I don't have daily goals of any type. I write until the passion of that particular writing session has passed, whether it's half an hour or four hours. If it's a day I really don't feel like writing, I try to at least open the current WIP and get a few hundred words on the page. Usually I end up writing many more than that, once I begin.

This leads to a subpart of the secret to my success - I don't edit and criticize and doubt myself as the first draft moves from my head to the page in whatever mystical fashion this process occurs. I KNOW the first draft will be clunky and have problems and feature inelegant sentences and need tons of revisions. That's the process, folks. But the words have got to get out of my head and onto a page (which nowadays is actually a WORD file) before I can start making them pretty. I've known people who are just paralyzed because they feel like every word has to be a jewel, set into platinum and gold, the first time it's written down. Um no. Not for me at least. That would be great if course, but it's not how books get written in my house.

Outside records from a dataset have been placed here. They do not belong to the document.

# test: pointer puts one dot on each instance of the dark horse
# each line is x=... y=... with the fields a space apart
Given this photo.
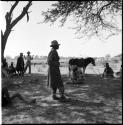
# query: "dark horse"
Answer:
x=81 y=63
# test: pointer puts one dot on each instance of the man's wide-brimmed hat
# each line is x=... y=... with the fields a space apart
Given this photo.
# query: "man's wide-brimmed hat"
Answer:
x=28 y=52
x=21 y=53
x=107 y=64
x=54 y=43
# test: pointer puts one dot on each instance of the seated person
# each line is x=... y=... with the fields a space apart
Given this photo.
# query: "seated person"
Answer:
x=11 y=69
x=77 y=74
x=6 y=99
x=108 y=72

Additionally, any success I accrue is due to the fact that someone other than me enjoys my book in its final, fully edited and copy edited state, and is willing to spend hard earned money to buy it. I love my readers and am continually amazed and enthralled and excited to have people who want to read my books. And talk about them! And review them!

I qualified the headline that success is a moving target because not too long ago I found a  piece of paper in the filing cabinet where I'd jotted down my goals a couple of years before I actually got published. At that time I pretty much defined success as being published. Period. Thank you, Carina Press, for picking up Priestess of the Nile. Success!

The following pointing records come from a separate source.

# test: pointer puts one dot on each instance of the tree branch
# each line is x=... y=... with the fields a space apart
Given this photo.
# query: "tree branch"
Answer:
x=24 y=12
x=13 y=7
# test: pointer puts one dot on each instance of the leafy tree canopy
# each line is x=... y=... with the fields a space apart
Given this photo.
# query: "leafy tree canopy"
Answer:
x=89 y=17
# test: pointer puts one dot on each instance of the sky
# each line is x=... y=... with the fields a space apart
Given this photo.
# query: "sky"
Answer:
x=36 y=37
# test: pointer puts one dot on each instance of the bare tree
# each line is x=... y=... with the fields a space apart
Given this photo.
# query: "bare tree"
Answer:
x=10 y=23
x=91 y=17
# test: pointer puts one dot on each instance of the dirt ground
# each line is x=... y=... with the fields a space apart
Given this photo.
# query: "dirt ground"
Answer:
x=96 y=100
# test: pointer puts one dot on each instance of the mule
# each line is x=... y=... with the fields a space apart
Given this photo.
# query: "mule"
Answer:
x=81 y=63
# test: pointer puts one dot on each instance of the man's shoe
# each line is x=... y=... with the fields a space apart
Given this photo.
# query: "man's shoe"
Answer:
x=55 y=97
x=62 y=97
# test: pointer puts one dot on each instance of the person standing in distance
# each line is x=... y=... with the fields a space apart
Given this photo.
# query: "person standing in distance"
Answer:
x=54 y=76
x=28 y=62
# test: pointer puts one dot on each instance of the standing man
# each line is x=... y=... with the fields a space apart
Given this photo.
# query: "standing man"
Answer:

Only to be rapidly overtaken by a new definition of writerly success - get the next book written and sold. Then I wanted to be self published....

I won't take you book by book but somewhere along the way I switched goals to defining success as the moment I could leave the day job and write fulltime because the books would be doing so well. Yup, have now checked that box as of nearly two years ago....

But I want MOAR. I want to write a book that sells huge numbers of copies, breaks out and becomes a blockbuster movie! Yeah, being a scifi romance author, which is currently a small niche, that may prove to be a problem LOL. But you never know and that points me back to where I began this post - the secret is to write. I may never see my name in very tiny print on a movie credit scroll BUT for sure I won't if I don't write diligently and keep producing good new books.

Every book completed and released into the wild is another opportunity for good things to happen,  to give my readers a few hours of enjoyment, to find new readers, to maybe find LOTS of new readers and even someday have that movie deal.

Of course then I'll probably want the theme park ride to go along with the movie....and the action figures and....oh, I can stop now?

The Author with a stationary target in high school where her definition of writerly success would have been getting a story published in Analog magazine. (She didn't BTW.)